La caída desde el rascacielos reveló la traición más dolorosa de mi propia hermana
La tormenta sobre el rascacielos
El viento soplaba con una fuerza implacable en la planta treinta de la Torre de Cristal, en pleno corazón de Madrid. La lluvia de otoño caía como un velo frío sobre los invitados que disfrutaban de la gala anual de Industrias Alarcón. Clara, vestida con un elegante traje de seda color melocotón que ondeaba con la brisa húmeda, miraba a su hermana Sonia con una mezcla de horror y desilusión. Minutos antes, Clara había descubierto en los archivos de la empresa la prueba definitiva de que Sonia había estado desviando millones de euros a cuentas privadas, planeando culparla a ella del fraude fiscal.

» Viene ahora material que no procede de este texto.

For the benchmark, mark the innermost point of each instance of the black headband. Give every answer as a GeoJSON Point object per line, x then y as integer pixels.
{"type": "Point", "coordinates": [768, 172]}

—Pensé que éramos hermanas, Sonia. Pensé que nos cuidábamos la una a la otra —gritó Clara, intentando que su voz superara el estruendo del viento y el murmullo de la música que se filtraba desde el salón principal.

Sonia, impecable en su traje sastre de color marfil, dio un paso adelante. Sus ojos reflejaban una frialdad gélida, desprovista de cualquier rastro de afecto familiar. La lluvia empapaba su cabello rubio cobrizo, pero su postura seguía siendo firme y amenazante.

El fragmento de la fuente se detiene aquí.